Film Maker Yvette I. Jackson





Sista’ Soldier showcases African American women in the military. After watching this documentary, you will understand the importance of remembering all those who came before us and how imperative it is to continue the fight for our right to serve. The beginning of the documentary educates the audience by highlighting the struggles of black women in their quest for their right to serve. Black women have participated in defense of this nation in war and peacetime, their contributions; however, have gone largely unrecognized and unrewarded. While women in the United States Armed Forces share a history of discrimination based on gender, black women have faced both race and gender discrimination. Undeterred, black women persistently pursued their right to serve and in doing so; paved the way for all future black women to realize a career in the military. This documentary pays respect and honors all the brave women who never gave up.
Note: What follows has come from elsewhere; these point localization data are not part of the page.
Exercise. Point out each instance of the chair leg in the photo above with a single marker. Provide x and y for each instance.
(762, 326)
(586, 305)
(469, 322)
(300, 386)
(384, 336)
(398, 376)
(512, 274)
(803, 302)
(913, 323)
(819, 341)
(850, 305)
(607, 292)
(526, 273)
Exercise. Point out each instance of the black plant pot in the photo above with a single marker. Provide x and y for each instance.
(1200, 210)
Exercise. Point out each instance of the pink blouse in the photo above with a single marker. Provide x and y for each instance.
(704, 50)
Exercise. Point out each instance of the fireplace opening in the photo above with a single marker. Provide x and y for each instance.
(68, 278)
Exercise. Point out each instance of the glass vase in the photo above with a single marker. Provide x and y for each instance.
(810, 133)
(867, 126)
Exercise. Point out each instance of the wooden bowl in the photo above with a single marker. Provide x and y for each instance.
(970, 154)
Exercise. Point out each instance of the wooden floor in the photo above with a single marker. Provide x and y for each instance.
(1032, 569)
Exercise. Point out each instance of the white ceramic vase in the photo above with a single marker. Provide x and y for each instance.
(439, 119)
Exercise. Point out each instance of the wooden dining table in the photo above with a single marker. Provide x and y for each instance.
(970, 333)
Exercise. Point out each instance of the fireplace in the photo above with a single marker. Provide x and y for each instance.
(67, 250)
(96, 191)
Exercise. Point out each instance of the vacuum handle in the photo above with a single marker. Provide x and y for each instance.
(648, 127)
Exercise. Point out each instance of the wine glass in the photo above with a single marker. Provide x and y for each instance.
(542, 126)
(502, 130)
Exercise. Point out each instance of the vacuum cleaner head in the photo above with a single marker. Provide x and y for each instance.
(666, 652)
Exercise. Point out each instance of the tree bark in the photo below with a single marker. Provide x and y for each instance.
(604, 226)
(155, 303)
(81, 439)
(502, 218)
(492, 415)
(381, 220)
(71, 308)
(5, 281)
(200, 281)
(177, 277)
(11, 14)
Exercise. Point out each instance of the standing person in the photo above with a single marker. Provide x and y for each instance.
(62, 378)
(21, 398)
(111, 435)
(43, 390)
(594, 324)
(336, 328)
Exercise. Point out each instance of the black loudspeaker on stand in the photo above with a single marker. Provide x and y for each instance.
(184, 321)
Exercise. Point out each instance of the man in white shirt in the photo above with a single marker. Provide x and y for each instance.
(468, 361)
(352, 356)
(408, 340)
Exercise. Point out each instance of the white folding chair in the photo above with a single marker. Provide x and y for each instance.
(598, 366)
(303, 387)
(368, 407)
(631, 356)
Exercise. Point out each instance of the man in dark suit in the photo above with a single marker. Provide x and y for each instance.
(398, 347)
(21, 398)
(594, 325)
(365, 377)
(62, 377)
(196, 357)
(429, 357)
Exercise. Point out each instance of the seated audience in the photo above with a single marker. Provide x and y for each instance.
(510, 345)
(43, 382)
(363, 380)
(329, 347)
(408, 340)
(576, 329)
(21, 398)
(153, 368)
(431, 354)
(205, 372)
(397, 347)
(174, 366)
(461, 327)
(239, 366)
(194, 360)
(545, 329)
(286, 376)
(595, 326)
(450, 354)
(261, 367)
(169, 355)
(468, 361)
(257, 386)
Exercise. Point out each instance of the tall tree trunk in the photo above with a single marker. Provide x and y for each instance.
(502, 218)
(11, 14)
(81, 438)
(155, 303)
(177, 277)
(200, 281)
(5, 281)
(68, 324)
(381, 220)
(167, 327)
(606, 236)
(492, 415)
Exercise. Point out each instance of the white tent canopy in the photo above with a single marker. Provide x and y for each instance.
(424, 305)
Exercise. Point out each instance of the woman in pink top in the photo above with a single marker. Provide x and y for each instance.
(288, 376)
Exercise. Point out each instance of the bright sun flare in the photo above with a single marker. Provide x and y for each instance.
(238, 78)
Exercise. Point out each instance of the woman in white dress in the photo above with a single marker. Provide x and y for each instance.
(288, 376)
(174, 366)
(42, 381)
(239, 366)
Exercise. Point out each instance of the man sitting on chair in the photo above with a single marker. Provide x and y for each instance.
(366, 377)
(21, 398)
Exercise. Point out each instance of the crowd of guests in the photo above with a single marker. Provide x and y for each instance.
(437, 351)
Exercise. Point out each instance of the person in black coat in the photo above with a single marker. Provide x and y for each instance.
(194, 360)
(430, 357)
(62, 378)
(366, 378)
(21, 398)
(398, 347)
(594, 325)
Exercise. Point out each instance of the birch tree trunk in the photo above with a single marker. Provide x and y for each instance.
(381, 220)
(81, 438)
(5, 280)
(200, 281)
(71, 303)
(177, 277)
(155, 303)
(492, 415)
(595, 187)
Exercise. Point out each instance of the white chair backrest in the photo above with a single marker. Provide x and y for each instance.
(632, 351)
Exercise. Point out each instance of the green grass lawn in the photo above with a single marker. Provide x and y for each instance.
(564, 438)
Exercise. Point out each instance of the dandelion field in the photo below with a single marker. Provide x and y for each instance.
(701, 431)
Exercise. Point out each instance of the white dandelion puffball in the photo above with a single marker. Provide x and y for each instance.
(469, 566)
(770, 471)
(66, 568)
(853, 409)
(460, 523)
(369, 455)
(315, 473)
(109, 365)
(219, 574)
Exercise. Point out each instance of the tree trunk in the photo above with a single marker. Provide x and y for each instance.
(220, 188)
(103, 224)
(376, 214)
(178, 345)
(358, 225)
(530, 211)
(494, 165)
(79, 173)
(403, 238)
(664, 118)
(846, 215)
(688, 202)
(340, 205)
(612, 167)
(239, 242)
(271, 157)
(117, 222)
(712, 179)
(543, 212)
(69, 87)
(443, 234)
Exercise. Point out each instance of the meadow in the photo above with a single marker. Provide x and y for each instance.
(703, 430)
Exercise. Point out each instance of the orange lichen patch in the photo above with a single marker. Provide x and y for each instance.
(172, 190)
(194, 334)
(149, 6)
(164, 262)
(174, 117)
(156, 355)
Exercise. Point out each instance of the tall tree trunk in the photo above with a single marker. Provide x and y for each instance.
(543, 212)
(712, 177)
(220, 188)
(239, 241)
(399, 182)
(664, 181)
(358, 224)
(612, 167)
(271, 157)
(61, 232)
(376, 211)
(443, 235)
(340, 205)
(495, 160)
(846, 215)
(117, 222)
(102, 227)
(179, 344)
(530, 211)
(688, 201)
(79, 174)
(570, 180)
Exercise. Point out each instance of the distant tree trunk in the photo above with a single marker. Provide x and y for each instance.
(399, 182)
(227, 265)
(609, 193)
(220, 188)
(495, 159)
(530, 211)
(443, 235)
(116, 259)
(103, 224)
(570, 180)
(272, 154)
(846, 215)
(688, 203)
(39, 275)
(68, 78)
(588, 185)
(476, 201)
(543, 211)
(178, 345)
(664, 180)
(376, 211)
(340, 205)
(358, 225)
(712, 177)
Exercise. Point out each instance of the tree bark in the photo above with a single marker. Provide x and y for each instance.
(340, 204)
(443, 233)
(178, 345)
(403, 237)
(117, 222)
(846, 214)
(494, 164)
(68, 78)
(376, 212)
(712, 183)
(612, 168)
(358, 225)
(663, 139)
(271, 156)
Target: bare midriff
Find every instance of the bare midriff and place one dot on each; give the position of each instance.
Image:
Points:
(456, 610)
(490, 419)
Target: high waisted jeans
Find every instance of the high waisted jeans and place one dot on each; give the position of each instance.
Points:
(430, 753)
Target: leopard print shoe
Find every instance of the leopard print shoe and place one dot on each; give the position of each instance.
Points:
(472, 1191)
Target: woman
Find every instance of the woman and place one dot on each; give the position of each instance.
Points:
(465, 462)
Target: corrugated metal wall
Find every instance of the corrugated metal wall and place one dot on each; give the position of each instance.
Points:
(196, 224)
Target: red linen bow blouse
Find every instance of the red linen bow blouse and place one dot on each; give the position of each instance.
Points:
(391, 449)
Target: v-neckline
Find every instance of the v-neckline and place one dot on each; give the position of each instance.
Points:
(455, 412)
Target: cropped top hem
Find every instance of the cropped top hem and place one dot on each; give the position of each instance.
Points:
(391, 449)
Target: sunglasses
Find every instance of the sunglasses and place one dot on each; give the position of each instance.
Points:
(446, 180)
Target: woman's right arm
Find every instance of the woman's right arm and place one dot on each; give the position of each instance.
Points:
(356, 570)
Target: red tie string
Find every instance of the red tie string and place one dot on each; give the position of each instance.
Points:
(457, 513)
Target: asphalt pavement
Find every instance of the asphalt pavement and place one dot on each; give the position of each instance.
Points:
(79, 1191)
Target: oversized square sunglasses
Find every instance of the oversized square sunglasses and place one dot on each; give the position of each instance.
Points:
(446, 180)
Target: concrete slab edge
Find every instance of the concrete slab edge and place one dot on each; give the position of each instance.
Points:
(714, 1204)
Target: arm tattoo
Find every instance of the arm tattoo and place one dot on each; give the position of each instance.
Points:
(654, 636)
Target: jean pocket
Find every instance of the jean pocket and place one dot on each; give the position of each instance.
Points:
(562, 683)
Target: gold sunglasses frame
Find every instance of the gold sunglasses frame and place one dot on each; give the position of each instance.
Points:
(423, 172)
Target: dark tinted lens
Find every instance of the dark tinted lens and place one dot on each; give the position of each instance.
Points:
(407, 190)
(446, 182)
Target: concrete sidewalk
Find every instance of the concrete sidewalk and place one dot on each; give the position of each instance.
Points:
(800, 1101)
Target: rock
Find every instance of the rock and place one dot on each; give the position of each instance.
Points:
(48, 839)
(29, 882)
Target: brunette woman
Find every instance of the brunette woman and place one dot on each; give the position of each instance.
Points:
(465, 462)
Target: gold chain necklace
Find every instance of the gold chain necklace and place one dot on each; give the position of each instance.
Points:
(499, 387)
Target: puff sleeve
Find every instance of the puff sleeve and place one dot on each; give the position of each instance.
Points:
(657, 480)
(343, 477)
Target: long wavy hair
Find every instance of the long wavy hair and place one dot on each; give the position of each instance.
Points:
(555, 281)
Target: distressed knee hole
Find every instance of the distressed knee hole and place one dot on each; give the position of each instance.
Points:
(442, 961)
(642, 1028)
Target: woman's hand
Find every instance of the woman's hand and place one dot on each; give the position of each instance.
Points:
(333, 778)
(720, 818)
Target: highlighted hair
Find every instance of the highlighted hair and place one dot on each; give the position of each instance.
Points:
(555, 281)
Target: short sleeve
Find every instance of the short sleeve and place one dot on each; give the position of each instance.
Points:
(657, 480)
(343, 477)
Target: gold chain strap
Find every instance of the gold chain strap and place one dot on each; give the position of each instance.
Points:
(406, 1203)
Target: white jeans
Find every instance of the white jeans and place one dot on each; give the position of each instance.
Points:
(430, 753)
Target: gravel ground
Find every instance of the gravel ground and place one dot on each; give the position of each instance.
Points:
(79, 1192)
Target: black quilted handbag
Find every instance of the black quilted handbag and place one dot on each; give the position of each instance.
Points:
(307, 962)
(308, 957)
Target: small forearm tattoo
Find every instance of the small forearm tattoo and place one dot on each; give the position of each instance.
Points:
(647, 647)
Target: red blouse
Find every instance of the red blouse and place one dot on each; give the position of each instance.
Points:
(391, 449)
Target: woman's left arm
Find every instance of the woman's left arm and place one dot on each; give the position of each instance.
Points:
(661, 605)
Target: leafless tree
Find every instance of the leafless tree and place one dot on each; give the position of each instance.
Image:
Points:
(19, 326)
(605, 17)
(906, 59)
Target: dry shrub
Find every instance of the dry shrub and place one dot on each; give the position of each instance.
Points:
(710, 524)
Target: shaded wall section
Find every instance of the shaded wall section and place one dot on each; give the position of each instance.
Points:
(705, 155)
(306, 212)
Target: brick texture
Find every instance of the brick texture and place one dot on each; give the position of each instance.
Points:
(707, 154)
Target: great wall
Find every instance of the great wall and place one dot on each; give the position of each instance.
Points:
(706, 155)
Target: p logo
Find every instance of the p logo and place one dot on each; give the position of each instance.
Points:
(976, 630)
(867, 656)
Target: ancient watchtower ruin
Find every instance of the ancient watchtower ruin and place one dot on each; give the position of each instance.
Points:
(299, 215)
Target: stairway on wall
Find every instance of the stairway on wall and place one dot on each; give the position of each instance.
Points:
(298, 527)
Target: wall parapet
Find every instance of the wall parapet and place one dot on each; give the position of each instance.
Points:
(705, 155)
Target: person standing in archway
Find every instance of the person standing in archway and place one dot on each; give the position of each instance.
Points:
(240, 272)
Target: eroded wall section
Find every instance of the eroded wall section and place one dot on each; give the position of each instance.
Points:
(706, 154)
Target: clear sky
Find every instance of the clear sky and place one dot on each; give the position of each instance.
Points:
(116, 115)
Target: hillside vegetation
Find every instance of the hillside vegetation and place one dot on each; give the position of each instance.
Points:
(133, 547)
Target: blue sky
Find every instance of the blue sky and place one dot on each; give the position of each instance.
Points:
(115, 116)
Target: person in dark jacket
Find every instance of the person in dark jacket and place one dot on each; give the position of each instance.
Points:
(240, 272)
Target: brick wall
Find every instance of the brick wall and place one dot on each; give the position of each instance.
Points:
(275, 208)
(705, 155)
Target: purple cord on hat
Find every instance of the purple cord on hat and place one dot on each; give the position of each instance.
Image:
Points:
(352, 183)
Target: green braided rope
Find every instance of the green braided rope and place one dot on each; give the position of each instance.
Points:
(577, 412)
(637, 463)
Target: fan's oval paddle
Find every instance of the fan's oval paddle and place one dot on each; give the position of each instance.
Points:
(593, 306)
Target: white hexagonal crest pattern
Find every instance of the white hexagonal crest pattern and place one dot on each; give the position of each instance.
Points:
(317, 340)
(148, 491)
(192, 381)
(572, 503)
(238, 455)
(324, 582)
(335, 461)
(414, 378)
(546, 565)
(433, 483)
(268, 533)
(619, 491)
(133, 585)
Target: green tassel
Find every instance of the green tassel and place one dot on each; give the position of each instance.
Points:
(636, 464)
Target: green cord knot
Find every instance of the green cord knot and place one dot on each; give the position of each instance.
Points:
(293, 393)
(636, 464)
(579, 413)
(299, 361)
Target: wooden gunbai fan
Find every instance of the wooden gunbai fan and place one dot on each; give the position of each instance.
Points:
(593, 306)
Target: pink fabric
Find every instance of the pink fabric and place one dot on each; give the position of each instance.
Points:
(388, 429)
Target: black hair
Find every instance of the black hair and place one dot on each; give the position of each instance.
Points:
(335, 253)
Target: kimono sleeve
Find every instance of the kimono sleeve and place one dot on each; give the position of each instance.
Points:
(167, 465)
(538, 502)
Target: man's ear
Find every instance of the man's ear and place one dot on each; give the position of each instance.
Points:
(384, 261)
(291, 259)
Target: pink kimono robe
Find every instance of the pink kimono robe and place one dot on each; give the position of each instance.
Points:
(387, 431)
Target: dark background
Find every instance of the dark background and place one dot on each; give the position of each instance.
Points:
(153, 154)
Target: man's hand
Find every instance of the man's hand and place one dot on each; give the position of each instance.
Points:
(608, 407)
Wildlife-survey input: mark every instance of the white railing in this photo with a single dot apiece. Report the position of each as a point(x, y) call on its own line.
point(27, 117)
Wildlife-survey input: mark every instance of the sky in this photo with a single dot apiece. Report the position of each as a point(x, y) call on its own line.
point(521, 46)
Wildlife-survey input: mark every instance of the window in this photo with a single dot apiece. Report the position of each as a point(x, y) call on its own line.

The second half of the film highlights five modern day African American women who have served their nation for over 20 years. These women speak very candidly about the highs and lows of race and gender relations in the military and their overall perspective and outlook on military life. Although African American women have been contributive members in the military since obtaining official entry in 1948; when viewing media coverage, television shows or movies about the military, you rarely see African American women represented. Sista’ Soldier aims to correct these oversights by showcasing the careers of these women.

The end of the film focuses on “The Future”; African American women (just out of high school and/or in college) who have already chosen to pursue a career in the military and their reasoning for doing so.